Isadora Freitas
Isadora Freitas
08 Mar, 2018 - 12:01

Postais do Camboja: pequenas coisas que formam montanhas

Isadora Freitas

O Camboja não é somente um país de cenários idílicos e pessoas de coração no lugar certo. Ou o seu oposto. É um lugar-livro, com várias páginas e histórias.

Postais do Camboja: pequenas coisas que formam montanhas

Querida C.,

escrevo-te em jeito de desabafo sobre um tema que sabes ser muito importante para mim (não fossem os ecopontos um must-have na Casa Fantástica que partilhámos na Invicta).

No México, quando participei numa formação sobre empreendedorismo, tive a oportunidade de me cruzar com uma TED Talk da escritora Nigeriana Chimamanda Ngozi Adichie, que alerta para os perigos de uma só história. De generalizações, de estereótipos, de fazer de uma história a única história. Perigos que se estendem a todos os seres que habitam este planeta e a todos os lugares que nele se encontram.

O Camboja é um país com uma vasta História e várias histórias – algumas já contadas, muitas ainda por contar. Histórias de sofrimento, privação e, inevitavelmente, superação e sorrisos despidos de timidez. É um país de infinitas possibilidades enterradas num Passado recheado de dor e outras tantas cultivadas na esperança de um Futuro mais feliz.

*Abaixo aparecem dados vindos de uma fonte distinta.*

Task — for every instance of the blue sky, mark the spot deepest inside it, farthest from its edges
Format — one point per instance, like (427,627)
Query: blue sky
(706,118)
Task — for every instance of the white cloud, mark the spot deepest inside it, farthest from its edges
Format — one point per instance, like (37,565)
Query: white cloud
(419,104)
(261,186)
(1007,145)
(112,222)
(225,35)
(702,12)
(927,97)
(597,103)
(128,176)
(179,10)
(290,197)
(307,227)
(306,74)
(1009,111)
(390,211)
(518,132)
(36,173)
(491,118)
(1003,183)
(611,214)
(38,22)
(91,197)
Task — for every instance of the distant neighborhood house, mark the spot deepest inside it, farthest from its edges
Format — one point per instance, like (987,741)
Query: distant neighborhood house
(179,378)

Quem sabe como seria o Camboja hoje se a tirania de Pol Pot não tivesse destruído tanto do que fora já construído? Se a educação não tivesse sido vista como uma ameaça ou usada somente para o terror? Ninguém. Ninguém sabe. Hoje, o Camboja é um país onde a a palavra “desigualdade” teima em encontrar-nos a cada passo, esquina, cara. É, porém, um país onde há quem não tenha baixado os braços (ou o espírito). Onde há quem procure transformar os rostos cansados (ainda que sorridentes) de quem trabalha, nos campos ou nas ruas da cidade, em rostos de esperança e felicidade.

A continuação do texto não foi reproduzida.